La deuxième notion que je voudrais véhiculer est celle relative à la différence entre "OSCILLATION"Et"S'ORIENTER» Et pour ce faire j'utiliserai une figure de rhétorique à laquelle on fait souvent référence dans le monde de l'économie : celle de la soi-disant « promenade sur la plage ». Imaginez voir d'en haut une plage sur laquelle se promène un homme avec un chien en laisse. Pendant que l'homme suit le chemin de son choix, le chien (toujours tenu en laisse) court devant lui, se déplaçant tantôt à droite, tantôt à gauche, mais en tout cas en restant dans le chemin tracé par le propriétaire. Eh bien, le chemin sur lequel marche l'homme est la "tendance". C'est en fait le propriétaire qui parcourt le chemin de son choix et, tenant fermement le chien en laisse, « dicte la ligne », pour ainsi dire. Le chien, quant à lui, représente "la balançoire". En fait, il est vrai qu'il peut se déplacer de manière autonome par rapport au propriétaire, mais il sera toujours lié (au moyen de la laisse) au chemin tracé par lui.

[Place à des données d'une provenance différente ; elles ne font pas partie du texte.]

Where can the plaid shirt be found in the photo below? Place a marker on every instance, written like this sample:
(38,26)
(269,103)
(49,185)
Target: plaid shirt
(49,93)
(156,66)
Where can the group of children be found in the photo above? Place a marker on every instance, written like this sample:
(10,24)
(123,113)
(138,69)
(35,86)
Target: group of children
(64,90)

Ce sont des notions très importantes car elles aident à comprendre l'un des principaux "louchements" qui affligent les médias et l'opinion publique ici en "Occident": la caractéristique de vivre et d'analyser quotidiennement des événements, facilement réveillés, et échouant dans l'objectif de saisir les tendances à moyen et long terme, qui sont en revanche déterminantes pour comprendre la "mécanique de la guerre" et tenter d'anticiper son évolution jusqu'à ses dénouements finaux, qu'on les aime ou non .

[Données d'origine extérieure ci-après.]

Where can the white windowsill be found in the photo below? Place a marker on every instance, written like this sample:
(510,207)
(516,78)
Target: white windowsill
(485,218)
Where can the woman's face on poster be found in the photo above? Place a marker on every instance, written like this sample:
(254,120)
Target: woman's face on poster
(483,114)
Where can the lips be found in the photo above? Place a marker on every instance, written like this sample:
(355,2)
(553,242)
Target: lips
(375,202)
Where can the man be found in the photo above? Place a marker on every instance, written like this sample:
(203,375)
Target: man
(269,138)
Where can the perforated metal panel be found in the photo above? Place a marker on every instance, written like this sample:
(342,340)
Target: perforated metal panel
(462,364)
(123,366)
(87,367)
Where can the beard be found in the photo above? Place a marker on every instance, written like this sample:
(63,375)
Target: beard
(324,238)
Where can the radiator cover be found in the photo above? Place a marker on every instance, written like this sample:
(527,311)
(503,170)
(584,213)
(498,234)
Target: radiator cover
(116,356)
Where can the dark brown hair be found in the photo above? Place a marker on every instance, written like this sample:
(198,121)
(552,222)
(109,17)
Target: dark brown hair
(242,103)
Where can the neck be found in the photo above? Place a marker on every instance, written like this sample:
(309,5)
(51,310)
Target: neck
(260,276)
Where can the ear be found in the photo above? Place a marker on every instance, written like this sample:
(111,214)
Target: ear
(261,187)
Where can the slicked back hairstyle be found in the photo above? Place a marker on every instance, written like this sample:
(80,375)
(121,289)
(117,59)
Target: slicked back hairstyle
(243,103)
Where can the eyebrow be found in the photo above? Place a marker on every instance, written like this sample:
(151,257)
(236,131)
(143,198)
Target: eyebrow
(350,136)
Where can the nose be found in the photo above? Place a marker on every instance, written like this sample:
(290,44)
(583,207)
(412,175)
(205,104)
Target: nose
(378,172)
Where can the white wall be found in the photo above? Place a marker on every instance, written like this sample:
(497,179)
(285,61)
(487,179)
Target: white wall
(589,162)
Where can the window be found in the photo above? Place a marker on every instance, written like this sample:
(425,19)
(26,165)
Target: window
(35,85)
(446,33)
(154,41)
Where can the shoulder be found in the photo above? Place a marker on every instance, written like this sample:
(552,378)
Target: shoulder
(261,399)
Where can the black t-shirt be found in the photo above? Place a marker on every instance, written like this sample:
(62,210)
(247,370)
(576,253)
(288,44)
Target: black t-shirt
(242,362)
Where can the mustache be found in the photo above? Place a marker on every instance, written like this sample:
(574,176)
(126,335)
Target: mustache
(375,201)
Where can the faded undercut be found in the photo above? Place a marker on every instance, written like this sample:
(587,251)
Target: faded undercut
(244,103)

L'objectif principal de l'analyste n'est donc pas de rendre compte de la "chronique de la guerre" comme le font les journalistes, mais de saisir la différence entre les tendances à long terme et les fluctuations momentanées. En effet, depuis longtemps tant les analystes que le public se sont demandé durant ces plus de 7 mois de guerre si les diverses défaites subies par les armées de Moscou n'étaient que de simples revers (attribuables à des fluctuations momentanées) ou, prises dans leur ensemble , représentent le signal que "le vent a changé de cours et la guerre aura désormais une issue favorable pour l'Ukraine".
Nous anticipons déjà la réponse en disant que : non, malgré tout, l'affirmation selon laquelle l'issue de la guerre évolue en faveur de Kiev n'est pas acceptable, néanmoins nous essayons de tout analyser de manière aseptique pour comprendre comment nous en sommes arrivés là et comment les choses pourraient évoluer dans un futur proche avec cette nouvelle série de mises à jour sur l'avancée de la guerre russo-ukrainienne.